Wednesday, May 14, 2008

Life in an Asteroid

Our first colonies in space will almost certainly be in asteroids. They are easy to reach, easy to mine, offer protection from meteors and radiation, and most importantly, they are not at the bottom of gravity wells.

A permanent home in space requires:

  • a safe and relatively spacious place to live
  • power
  • oxygen
  • water
  • food
  • possibly gravity or a suitable substitute
  • work (something creating wealth to justify the expense of going there)

An asteroid, having very little gravity, is easily mined. Tunnels can be dug throughout their volume with little need for bracing. A typical asteroid has room to spare. Assuming that every colonist requires 1000 cubic meters of space (the equivalent of a 4000 square foot house), some used for living, some for working, some for the farm to recycle the stuff of life), and assuming that only half of the asteroid is excavated, a one kilometer asteroid has room for a population of a quarter of a million colonists. There are over one million such asteroids in the main belt, another million in the Jovian points in Jupiter's orbit. And there are millions more smaller ones.

Near the Earth, solar power is cheap and readily available. In the asteroid belt, it will likely be necessary to depend upon nuclear power, as sunlight is relatively dim. Large, cheap mirrors can be used to focus sunlight to useful intensities.

By weight, an asteroid is more oxygen than anything else (excluding the nickel-iron ones--they are mostly iron). Still, oxygen would be recycled, as would water and food. While blue-green algae can provide all of the nutrition required for life, it is likely that we would not be satisfied with such a boring cuisine. A farm would likely raise vegetables, fruits, and grains in high-intensity farming, using our wastes as nutrients in a largely closed system. For meats, the farms can easily raise fish of several types, rabbits for meat, chickens for meat and eggs, goats for meat, milk, and cheeses. However, meats would likely be a luxury--a space colonist's diet would be largely vegetarian. It's simply more efficient.

We don't yet know how important gravity is to life. We do know that bad things happen to our bones and muscles if we don't use them the way that Earth-bound people do every day simply to move around. At present, astronauts on long missions must exercise heavily to maintain enough bone and muscle to survive a return to Earth. I suspect that centrifuges would be maintained in asteroid colonies to provide exercise and conditioning. I personally believe that children should be required to attend school, and that the schools themselves should be spun for gravity. That way an appreciable fraction of each child's development would be in earth-like gravity.

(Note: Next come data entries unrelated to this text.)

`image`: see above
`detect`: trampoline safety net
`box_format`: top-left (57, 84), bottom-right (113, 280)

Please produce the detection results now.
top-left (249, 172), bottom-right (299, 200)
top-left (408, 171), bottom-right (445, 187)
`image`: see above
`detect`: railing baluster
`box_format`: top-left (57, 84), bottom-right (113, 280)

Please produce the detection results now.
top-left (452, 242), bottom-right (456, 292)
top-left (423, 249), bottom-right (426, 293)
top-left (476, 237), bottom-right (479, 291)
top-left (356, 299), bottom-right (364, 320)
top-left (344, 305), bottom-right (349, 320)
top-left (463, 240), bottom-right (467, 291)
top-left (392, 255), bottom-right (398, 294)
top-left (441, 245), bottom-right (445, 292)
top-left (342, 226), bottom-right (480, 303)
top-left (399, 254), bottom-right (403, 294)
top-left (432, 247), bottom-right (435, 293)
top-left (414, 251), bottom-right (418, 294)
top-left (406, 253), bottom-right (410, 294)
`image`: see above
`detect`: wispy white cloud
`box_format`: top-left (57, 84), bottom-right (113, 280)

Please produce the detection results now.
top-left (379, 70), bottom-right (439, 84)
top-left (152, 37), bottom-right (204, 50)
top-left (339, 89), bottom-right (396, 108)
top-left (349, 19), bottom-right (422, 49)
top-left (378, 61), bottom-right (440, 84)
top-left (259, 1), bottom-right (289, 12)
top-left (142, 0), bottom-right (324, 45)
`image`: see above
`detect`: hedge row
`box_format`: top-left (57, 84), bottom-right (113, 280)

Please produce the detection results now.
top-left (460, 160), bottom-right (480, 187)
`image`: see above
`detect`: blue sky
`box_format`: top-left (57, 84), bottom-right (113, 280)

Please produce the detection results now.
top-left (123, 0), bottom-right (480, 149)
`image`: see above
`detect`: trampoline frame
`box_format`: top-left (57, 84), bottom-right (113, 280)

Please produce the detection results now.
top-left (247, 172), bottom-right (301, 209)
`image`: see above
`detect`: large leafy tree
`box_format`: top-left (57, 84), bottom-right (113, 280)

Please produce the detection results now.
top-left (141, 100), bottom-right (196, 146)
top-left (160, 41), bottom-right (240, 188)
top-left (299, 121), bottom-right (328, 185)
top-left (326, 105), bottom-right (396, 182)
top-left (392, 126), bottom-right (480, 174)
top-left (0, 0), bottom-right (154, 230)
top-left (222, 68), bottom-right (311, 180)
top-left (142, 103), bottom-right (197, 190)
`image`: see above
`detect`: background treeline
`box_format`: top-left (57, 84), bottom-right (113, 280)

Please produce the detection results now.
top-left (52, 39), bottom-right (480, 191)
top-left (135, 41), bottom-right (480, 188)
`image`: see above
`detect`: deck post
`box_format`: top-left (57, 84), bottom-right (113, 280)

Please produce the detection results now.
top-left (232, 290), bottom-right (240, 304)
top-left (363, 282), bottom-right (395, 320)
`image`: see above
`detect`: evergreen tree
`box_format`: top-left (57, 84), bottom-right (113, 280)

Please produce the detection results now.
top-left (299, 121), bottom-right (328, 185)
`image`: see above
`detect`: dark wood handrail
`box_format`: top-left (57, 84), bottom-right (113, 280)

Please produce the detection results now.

The last thing needed is justification, work, a place of employment. Just like on a cruise ship or aircraft carrier, most of the people there are support personnel, only indirectly involved in the creation of value. But the value of resources available in as asteroid are astronomical. Counting only the material removed to provide living space from that typical one-kilometer asteroid, there are one hundred million tons of oxygen, fifteen million tons of iron, two million tons of aluminum. In earth orbit, power generation satellites would be a profitable venture, removing our dependence upon carbon-based fuels. Tourism would be another profitable endeavor. In the long run, expanding civilization itself is profitable and self-sustaining, just like it is on Earth.

One last point: except for debris in near-earth orbits, industrial processes in outer space are pollution-free. At the very least, they don't pollute the Earth. Waste gasses simply dissipate, waste materials such as slag are still valuable as shielding or as rocket exhaust. But the mentality of living in space where everything should be recycled will translate into new mind sets and new processes. The Earth is huge, and many people assume that the pollution they create is either inconsequential or simply someone else's problem. But on an asteroid, such an attitude would be criminal and treated as such.

1 comment:

Ross Compton said...

Asteroid mining will be performed by robots which will be smaller than humans and require less fuel (oxygen, water and food). They also have lower wage, risk and training factors to offset the cost of construction.